We have gathered some strange butterfly facts to share with you. Amaze your friends! Enjoy!
http://www.thebutterflysite.com/facts.shtml
- Butterflies range in size from a tiny 1/8 inch to a huge almost 12 inches.
- Butterflies can see red, green, and yellow.
- Some people say that when the black bands on the Woolybear caterpillar are wide, a cold winter is coming.
- The top butterfly flight speed is 12 miles per hour. Some moths can fly 25 miles per hour!
- Monarch butterflies journey from the Great Lakes to the Gulf of Mexico, a distance of about 2,000 miles, and return to the north again in the spring.
- Butterflies cannot fly if their body temperature is less than 86 degrees.
- Representations of butterflies are seen in Egyptian frescoes at Thebes, which are 3,500 years old.
- Antarctica is the only continent on which no Lepidoptera have been found.
- There are about 24,000 species of butterflies. The moths are even more numerous: about 140,000 species of them were counted all over the world.
- The Brimstone butterfly (Gonepterix rhamni) has the longest lifetime of the adult butterflies: 9-10 months.
- Some Case Moth caterpillars (Psychidae) build a case around themselves that they always carry with them. It is made of silk and pieces of plants or soil.
- The caterpillars of some Snout Moths (Pyralididae) live in or on water-plants.
- The females of some moth species lack wings, all they can do to move is crawl.
- The Morgan's Sphinx Moth from Madagascar has a proboscis (tube mouth) that is 12 to 14 inches long to get the nectar from the bottom of a 12 inch deep orchid discovered by Charles Darwin.
- Some moths never eat anything as adults because they don't have mouths.

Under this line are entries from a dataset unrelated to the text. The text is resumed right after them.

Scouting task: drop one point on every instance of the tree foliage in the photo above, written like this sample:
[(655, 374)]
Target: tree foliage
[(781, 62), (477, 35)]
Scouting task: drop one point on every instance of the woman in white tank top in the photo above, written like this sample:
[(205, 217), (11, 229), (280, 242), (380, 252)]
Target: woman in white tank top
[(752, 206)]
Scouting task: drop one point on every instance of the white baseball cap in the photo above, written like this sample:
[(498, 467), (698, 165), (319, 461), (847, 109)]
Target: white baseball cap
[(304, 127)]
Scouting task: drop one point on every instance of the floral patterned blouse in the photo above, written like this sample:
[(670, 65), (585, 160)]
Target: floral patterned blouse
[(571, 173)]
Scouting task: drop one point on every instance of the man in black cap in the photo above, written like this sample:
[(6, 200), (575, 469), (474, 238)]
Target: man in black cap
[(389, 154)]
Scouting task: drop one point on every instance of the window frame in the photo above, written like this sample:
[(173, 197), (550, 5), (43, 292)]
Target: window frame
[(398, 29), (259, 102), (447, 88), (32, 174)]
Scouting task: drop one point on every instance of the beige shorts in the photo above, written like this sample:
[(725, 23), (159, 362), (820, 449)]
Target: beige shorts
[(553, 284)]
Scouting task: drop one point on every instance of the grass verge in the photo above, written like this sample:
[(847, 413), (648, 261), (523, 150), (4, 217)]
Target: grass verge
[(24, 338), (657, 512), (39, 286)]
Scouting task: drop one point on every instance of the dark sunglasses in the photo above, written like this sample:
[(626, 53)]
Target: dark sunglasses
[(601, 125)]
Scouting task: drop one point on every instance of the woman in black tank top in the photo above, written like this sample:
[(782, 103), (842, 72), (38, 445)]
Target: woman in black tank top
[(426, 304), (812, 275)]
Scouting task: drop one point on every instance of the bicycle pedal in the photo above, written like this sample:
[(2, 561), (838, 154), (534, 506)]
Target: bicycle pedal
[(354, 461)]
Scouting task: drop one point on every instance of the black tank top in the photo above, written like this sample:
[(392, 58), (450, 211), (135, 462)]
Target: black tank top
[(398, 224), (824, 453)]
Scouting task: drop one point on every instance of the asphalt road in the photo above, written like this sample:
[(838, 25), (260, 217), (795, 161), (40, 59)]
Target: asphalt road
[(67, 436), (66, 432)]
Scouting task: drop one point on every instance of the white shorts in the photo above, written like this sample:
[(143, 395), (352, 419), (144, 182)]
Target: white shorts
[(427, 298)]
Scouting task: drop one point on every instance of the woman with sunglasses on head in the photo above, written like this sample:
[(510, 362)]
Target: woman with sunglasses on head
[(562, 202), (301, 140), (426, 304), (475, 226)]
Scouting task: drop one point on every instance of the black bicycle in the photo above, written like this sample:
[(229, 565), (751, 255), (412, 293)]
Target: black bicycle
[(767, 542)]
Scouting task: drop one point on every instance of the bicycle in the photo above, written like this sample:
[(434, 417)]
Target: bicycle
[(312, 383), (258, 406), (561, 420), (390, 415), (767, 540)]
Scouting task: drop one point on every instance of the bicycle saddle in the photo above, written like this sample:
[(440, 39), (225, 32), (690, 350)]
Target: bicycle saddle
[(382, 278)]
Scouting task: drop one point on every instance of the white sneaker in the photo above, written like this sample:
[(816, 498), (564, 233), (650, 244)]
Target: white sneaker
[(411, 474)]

They must live on the energy they stored as caterpillars.
- Many butterflies can taste with their feet to find out whether the leaf they sit on is good to lay eggs on to be their caterpillars' food or not.
- There are more types of insects in one tropical rain forest tree than there are in the entire state of Vermont.
- In 1958 Entomologist W.G. Bruce published a list of Arthropod references in the Bible. The most frequently named bugs from the Bible are: Locust: 24, Moth: 11, Grasshopper: 10, Scorpion: 10, Caterpillar: 9, and Bee: 4.
- People eat insects – called "Entomophagy"(people eating bugs) – it has been practiced for centuries throughout Africa, Australia, Asia, the Middle East, and North, Central and South America. Why? Because many bugs are both protein-rich and good sources of vitamins, minerals and fats.
- YOU can eat bugs! Try the "Eat-A-Bug Cookbook" by David George Gordon , 10 Speed Press. Don’t want to cook them yourself? Go to HotLix for all sorts of insect goodies! My favorites are "Cricket-lickit’s" – a flavored sucker with a real edible cricket inside.
- Many insects can carry 50 times their own body weight. This would be like an adult person lifting two heavy cars full of people.
- There are over a million described species of insects. Some people estimate there are actually between 15 and 30 million species.
- Most insects are beneficial to people because they eat other insects, pollinate crops, are food for other animals, make products we use (like honey and silk) or have medical uses.
- Butterflies and insects have their skeletons on the outside of their bodies, called the exoskeleton. This protects the insect and keeps water inside their bodies so they don’t dry out.